Le chef du parti Kakhol lavan Benny Gantz lors d’une manifestation aux abords du musée de Tel Aviv consacrée aux initiatives prises par le Premier ministre Benjamin Netanyahu pour prôner une loi qui lui permettrait d’échapper aux poursuites intentées à son encontre dans trois dossiers, le 25 mai 2019 (Crédit : Tomer Neuberg/Flash90)

Il était quelque peu étrange de voir Odeh s’exprimer depuis une tribune surplombée par une immense bannière affichant le slogan de cette nouvelle campagne, à la formulation qui n’était pas sans rappeler le vocabulaire utilisé habituellement par les responsables militaires : « Bouclier défensif de la démocratie ».

Odeh, pour sa part, n’a pas eu besoin d’utiliser de telles métaphores et a simplement dit : « Je suis ici aujourd’hui parce que je crois que le partenariat entre Juifs et Arabes est le seul moyen de promulguer l’espoir et le changement dans le pays et dans l’Etat. Je crois fermement que nous, citoyens arabes, nous ne pourrons pas le faire seuls mais que sans nous, c’est également impossible ».

Des milliers de personnes ont applaudi. Un grand nombre des participants à ce rassemblement portaient des tarbouches, des chapeaux turcs, faisant écho au président Recep Tayyip Erdogan et à ses dérives dictatoriales affirmées. Ce couvre-chef – et ses connotations turques – devrait visiblement devenir le symbole de ce nouveau mouvement de protestation.

Le dirigeant de Hadash-Taal Ayman Odeh s’exprime lors d’une manifestation contre le Premier ministre israélien Benjamin Netanyahuaux abords du musée de Tel Aviv, le 25 mai 2019 (Crédit :Tomer Neuberg/Flash90 )

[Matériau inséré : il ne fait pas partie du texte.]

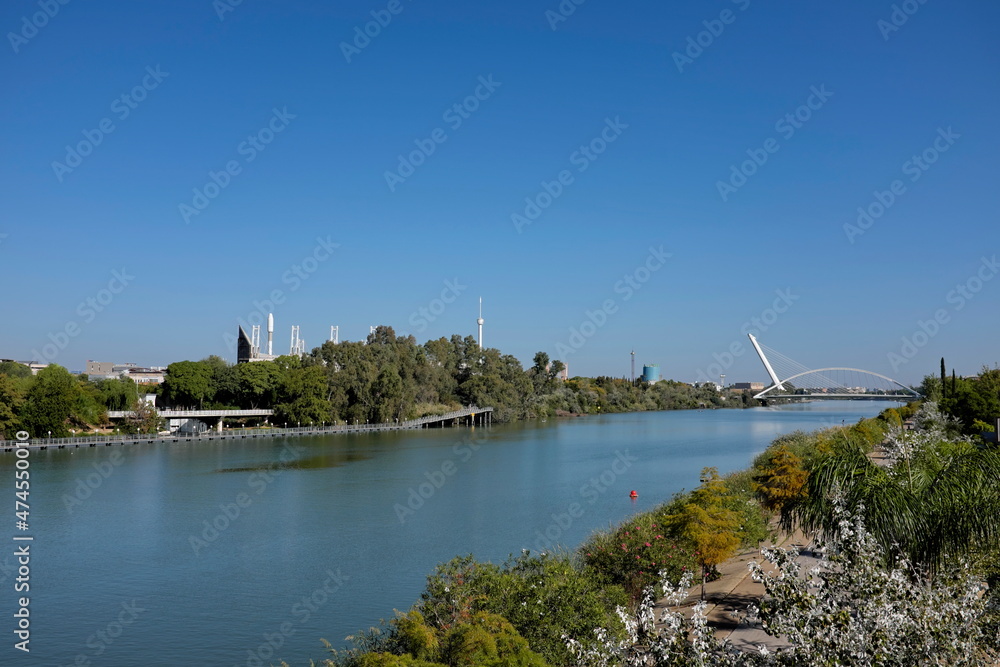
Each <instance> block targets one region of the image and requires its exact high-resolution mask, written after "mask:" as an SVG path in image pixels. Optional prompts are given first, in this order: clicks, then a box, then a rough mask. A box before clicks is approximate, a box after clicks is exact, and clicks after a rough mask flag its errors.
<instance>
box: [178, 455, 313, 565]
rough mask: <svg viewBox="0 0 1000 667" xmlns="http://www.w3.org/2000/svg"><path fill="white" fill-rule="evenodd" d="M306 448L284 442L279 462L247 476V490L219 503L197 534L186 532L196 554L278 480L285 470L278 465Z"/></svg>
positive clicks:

« Nous ne laisserons pas l’Etat d’Israël devenir la propriété privée d’une famille royale ou d’un sultanat », a juré Gantz.

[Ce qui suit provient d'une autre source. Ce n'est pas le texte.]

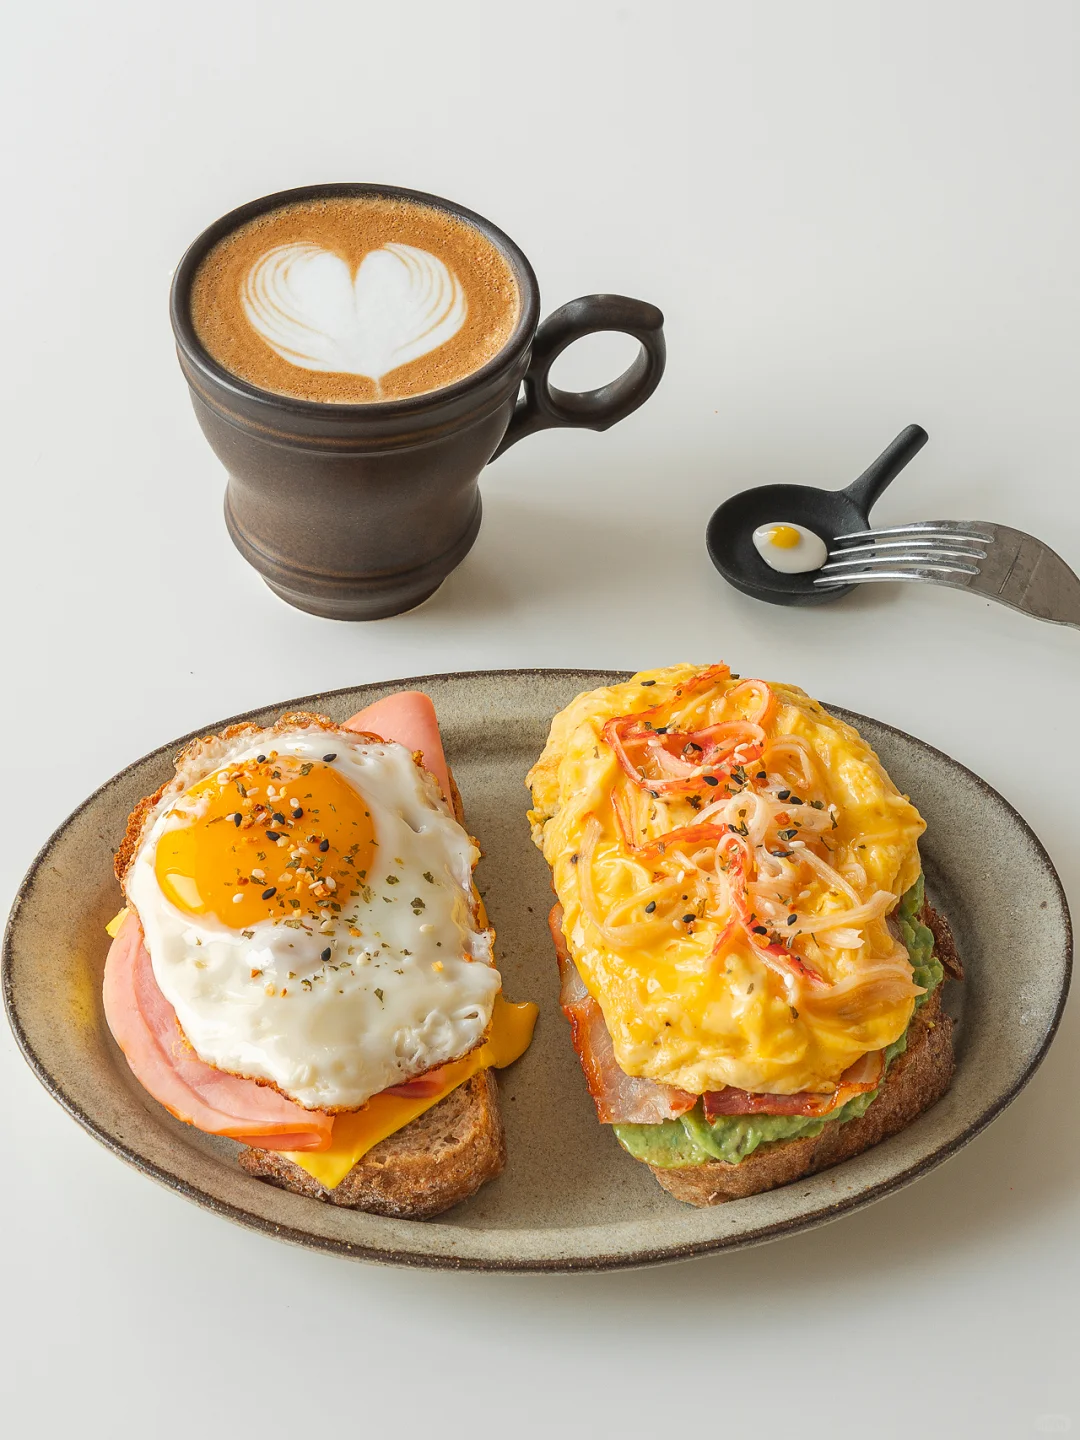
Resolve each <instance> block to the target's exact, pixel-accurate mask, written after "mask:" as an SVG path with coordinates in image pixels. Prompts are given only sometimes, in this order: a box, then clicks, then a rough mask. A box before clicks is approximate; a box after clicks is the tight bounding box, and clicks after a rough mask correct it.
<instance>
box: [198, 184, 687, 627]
mask: <svg viewBox="0 0 1080 1440" xmlns="http://www.w3.org/2000/svg"><path fill="white" fill-rule="evenodd" d="M351 194H376V196H397V197H402V199H408V200H415V202H420V203H422V204H426V206H435V207H438V209H442V210H448V212H449V213H451V215H455V216H459V217H461V219H464V220H467V222H468V223H469V225H472V226H474V228H475V229H478V230H480V232H481V233H482V235H484V236H487V239H488V240H490V242H491V243H492V245H495V246H497V249H498V251H501V253H503V255H504V256H505V259H507V261H508V264H510V266H511V269H513V272H514V276H516V279H517V284H518V288H520V294H521V310H520V315H518V321H517V325H516V328H514V331H513V334H511V337H510V340H508V341H507V343H505V346H504V347H503V348H501V350H500V351H498V354H497V356H495V357H494V359H492V360H490V361H488V363H487V364H484V366H481V367H480V369H478V370H474V372H472V373H471V374H468V376H465V379H462V380H456V382H454V383H452V384H448V386H444V387H442V389H441V390H432V392H428V393H423V395H415V396H409V397H408V399H400V400H377V402H372V403H367V405H337V403H327V402H318V400H301V399H294V397H292V396H285V395H275V393H272V392H269V390H262V389H259V387H258V386H253V384H249V383H248V382H246V380H240V379H238V377H236V376H235V374H230V373H229V372H228V370H226V369H223V367H222V366H220V364H217V361H215V360H213V359H212V357H210V356H209V354H207V351H206V350H204V348H203V346H202V344H200V341H199V340H197V337H196V333H194V328H193V324H192V314H190V291H192V281H193V279H194V274H196V271H197V268H199V264H200V261H202V259H203V256H204V255H206V253H207V251H209V249H210V248H212V246H213V245H215V243H216V242H217V240H219V239H222V238H223V236H225V235H228V233H229V232H232V230H235V229H236V228H238V226H240V225H243V223H245V222H246V220H251V219H253V217H255V216H258V215H262V213H265V212H266V210H274V209H278V207H279V206H284V204H289V203H294V202H301V200H312V199H323V197H325V196H351ZM170 315H171V321H173V334H174V336H176V347H177V354H179V357H180V367H181V370H183V373H184V377H186V379H187V384H189V389H190V395H192V403H193V405H194V412H196V416H197V419H199V423H200V426H202V429H203V433H204V435H206V438H207V439H209V442H210V445H212V446H213V451H215V454H216V455H217V458H219V459H220V461H222V464H223V465H225V468H226V471H228V472H229V484H228V490H226V494H225V521H226V524H228V527H229V534H230V536H232V539H233V543H235V546H236V549H238V550H239V552H240V554H242V556H243V557H245V559H246V560H249V562H251V564H253V566H255V569H256V570H258V572H259V575H261V576H262V577H264V580H265V582H266V585H269V588H271V589H272V590H274V593H275V595H279V596H281V598H282V599H284V600H288V603H289V605H295V606H297V608H298V609H302V611H308V612H311V613H312V615H325V616H328V618H331V619H347V621H370V619H380V618H382V616H386V615H397V613H399V612H402V611H408V609H412V608H413V606H416V605H419V603H420V602H422V600H425V599H426V598H428V596H429V595H432V593H433V592H435V590H436V589H438V588H439V585H442V582H444V580H445V579H446V576H448V575H449V573H451V570H452V569H454V567H455V566H456V564H459V562H461V560H462V559H464V557H465V556H467V554H468V552H469V549H471V547H472V541H474V540H475V539H477V533H478V530H480V517H481V503H480V487H478V480H480V472H481V471H482V469H484V467H485V465H487V464H488V461H491V459H494V458H497V456H498V455H501V454H503V452H504V451H505V449H508V448H510V446H511V445H513V444H514V442H516V441H520V439H521V436H524V435H531V433H533V431H543V429H547V428H549V426H556V425H569V426H583V428H586V429H592V431H606V429H608V428H609V426H611V425H615V423H616V422H618V420H621V419H624V416H626V415H629V413H631V412H632V410H636V408H638V406H639V405H642V403H644V402H645V400H647V399H648V397H649V395H652V392H654V390H655V387H657V386H658V384H660V379H661V376H662V373H664V359H665V347H664V317H662V314H661V312H660V310H657V307H655V305H648V304H645V301H641V300H628V298H626V297H624V295H585V297H582V298H580V300H573V301H570V304H569V305H563V307H562V308H560V310H556V311H554V314H553V315H549V318H547V320H544V323H543V324H539V320H540V289H539V285H537V281H536V275H534V274H533V266H531V265H530V264H528V261H527V259H526V256H524V255H523V253H521V251H520V249H518V248H517V245H514V242H513V240H511V239H510V238H508V236H507V235H504V233H503V232H501V230H500V229H498V228H497V226H494V225H492V223H491V222H490V220H485V219H484V217H482V216H480V215H474V213H472V212H471V210H467V209H465V207H464V206H459V204H454V203H452V202H451V200H442V199H439V197H438V196H433V194H423V193H420V192H418V190H402V189H399V187H396V186H379V184H321V186H305V187H302V189H298V190H284V192H281V193H278V194H269V196H264V199H261V200H252V202H251V204H245V206H240V207H239V209H238V210H233V212H230V213H229V215H226V216H223V217H222V219H220V220H217V222H215V223H213V225H212V226H210V228H209V229H206V230H203V233H202V235H200V236H199V239H197V240H196V242H194V243H193V245H192V246H190V248H189V249H187V253H186V255H184V258H183V259H181V261H180V265H179V266H177V271H176V275H174V278H173V289H171V298H170ZM598 330H616V331H622V333H624V334H628V336H634V338H635V340H638V341H641V353H639V354H638V356H636V359H635V360H634V363H632V364H631V366H629V369H628V370H625V372H624V374H621V376H619V377H618V379H616V380H612V382H611V383H609V384H605V386H600V387H599V389H598V390H586V392H583V393H575V392H566V390H559V389H556V387H554V386H553V384H552V383H550V380H549V370H550V367H552V364H553V361H554V360H556V357H557V356H559V354H562V351H563V350H566V347H567V346H569V344H572V343H573V341H575V340H579V338H580V337H582V336H588V334H593V333H595V331H598Z"/></svg>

« Nous ne vous laisserons pas devenir Erdogan. Nous n’aurons pas ici un dictateur turc », a renchéri le numéro deux de sa formation Yair Lapid.

« Au lieu d’une démocratie libérale, en quête de paix et de droits, nous aurons une dictature religieuse, messianique, erdoganienne qui… bafoue tous nos droits », a déploré Zandberg, du Meretz.

Cet étrange cocktail d’opposition – constitué d’un parti centriste et sécuritaire doté d’excellentes compétences en termes d’organisation et qui voue une affection particulière aux slogans militaires ; de deux petits partis de gauche souffrant de crises de leadership et d’un parti arabe non-convaincu de la manière dont il doit agir dans ces circonstances – aura-t-il la capacité de prendre la tête d’un mouvement populaire de protestation qui saura s’attirer des soutiens allant au-delà du triangle formé par le boulevard Rothschild, le musée de Tel Aviv et la place Rabin ? Difficile à dire.

Les Israéliens participent à une manifestation anti-corruption organisée par les partis d’opposition aux abords du musée de Tel Aviv, le 25 mai 2019 (Crédit : Tomer Neuberg/Flash90)

Mais avant que la foule n’attire l’attention sur elle-même en entonnant la « Hatikva », Gantz a repris le micro et promis que cette manifestation n’était qu’une première étape dans la campagne de réveil de l’opposition.

Quittant le rassemblement, ce journaliste n’a pas aperçu le genre de pancartes imprudentes aux slogans mal conçus dont doit généralement s’excuser l’organisateur dès le matin suivant. Il est probable que le Premier ministre, dans sa résidence de la rue Balfour à Jérusalem, se penchera sur ces images et en sortira quelque chose.

Cet article est paru à l’origine sur le site en hébreu du Times of Israel, Zman.